Ashkir Ali, 46, of Balsam Lake Drive on the East Side, pleaded guilty in November to the charges. He faced as many as seven years in prison.

“I’m not coming back here,” Ali told U.S. District Judge Edmund A. Sargus Jr. “I’ve learned my lesson.”

Sargus ordered Ali to pay $115,916 in restitution and to serve 13 months in a federal prison and five months in a half-way house. He said a mandatory two-year prison sentence for identity theft was reduced because of Ali’s “substantial assistance” in investigating tutoring fraud.

Ali was indicted more than a year ago after a two-year investigation of his company, WAISS Network Technologies, by the Ohio auditor’s office.

The probe revealed that WAISS made $100,000 from Columbus and $20,000 from South-Western city schools as part of the federal “supplemental educational services” tutoring program, mandated by the No Child Left Behind law.
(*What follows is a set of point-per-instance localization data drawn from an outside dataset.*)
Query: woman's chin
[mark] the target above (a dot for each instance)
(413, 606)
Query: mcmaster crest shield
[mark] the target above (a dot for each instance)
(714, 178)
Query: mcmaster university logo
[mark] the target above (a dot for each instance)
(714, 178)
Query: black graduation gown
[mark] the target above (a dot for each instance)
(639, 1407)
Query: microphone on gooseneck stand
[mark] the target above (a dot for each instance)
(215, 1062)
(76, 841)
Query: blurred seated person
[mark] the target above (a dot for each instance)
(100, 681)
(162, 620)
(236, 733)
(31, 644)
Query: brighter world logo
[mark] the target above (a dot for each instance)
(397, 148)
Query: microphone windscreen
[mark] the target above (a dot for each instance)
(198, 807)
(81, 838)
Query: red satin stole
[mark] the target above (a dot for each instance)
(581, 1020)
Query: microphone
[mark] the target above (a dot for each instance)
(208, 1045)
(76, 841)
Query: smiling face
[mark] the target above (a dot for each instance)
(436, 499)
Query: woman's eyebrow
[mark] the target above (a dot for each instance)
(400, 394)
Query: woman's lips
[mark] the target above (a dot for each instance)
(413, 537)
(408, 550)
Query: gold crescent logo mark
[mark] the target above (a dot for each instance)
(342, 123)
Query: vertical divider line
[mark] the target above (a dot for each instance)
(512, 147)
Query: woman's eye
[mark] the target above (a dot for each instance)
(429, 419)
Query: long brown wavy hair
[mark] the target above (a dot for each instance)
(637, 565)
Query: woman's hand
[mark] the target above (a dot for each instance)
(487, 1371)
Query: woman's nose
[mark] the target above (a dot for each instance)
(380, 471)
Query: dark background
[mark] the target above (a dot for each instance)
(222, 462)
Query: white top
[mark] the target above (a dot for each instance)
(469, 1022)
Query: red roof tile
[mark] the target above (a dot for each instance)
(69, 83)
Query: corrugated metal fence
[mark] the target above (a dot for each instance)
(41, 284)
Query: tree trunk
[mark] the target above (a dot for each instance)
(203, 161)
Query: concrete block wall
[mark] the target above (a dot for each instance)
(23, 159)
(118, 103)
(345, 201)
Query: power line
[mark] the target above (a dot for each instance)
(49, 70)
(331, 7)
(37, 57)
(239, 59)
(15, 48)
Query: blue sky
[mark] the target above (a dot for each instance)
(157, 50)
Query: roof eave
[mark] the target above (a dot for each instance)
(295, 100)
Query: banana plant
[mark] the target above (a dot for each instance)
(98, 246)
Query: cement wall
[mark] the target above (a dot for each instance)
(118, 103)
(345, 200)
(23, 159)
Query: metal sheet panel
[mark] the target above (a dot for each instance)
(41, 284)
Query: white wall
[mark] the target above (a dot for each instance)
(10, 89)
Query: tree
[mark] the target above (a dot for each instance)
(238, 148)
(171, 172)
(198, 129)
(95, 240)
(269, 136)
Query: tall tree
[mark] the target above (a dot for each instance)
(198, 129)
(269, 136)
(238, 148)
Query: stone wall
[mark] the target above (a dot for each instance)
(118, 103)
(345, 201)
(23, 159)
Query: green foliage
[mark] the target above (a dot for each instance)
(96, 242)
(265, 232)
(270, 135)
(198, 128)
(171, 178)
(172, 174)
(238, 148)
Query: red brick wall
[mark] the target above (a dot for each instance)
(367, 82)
The program, which had little oversight from the state and schools, was shut down after the 2011-12 school year.

The indictment against Ali said his company charged Columbus schools $55 to $65 an hour for tutoring between September 2007 and January 2012.

Jim Longerbone, who investigated the case when he worked for the auditor’s office, said in November that Ali billed Columbus for students he never tutored or tutored infrequently. None of the South-Western students Ali claimed he tutored received tutoring, Longerbone said.

Ali also forged the signatures of tutors and students’ parents on forms he submitted to the schools.

The case is just one of several the state auditor’s office investigated.

Mike Spiert, the auditor’s chief investigator, said today that a large-scale investigation into tutoring in schools continues. He would not provide details.

“The important thing here is that the children in the program are the victims, because they needed tutoring and didn’t get it,” he said.

Ali came to the United States in 1997 as a political refugee and is a permanent U.S. resident, Sargus said. He could be deported to Somalia after his prison term because he has been convicted of an aggravated felony, according to his plea agreement.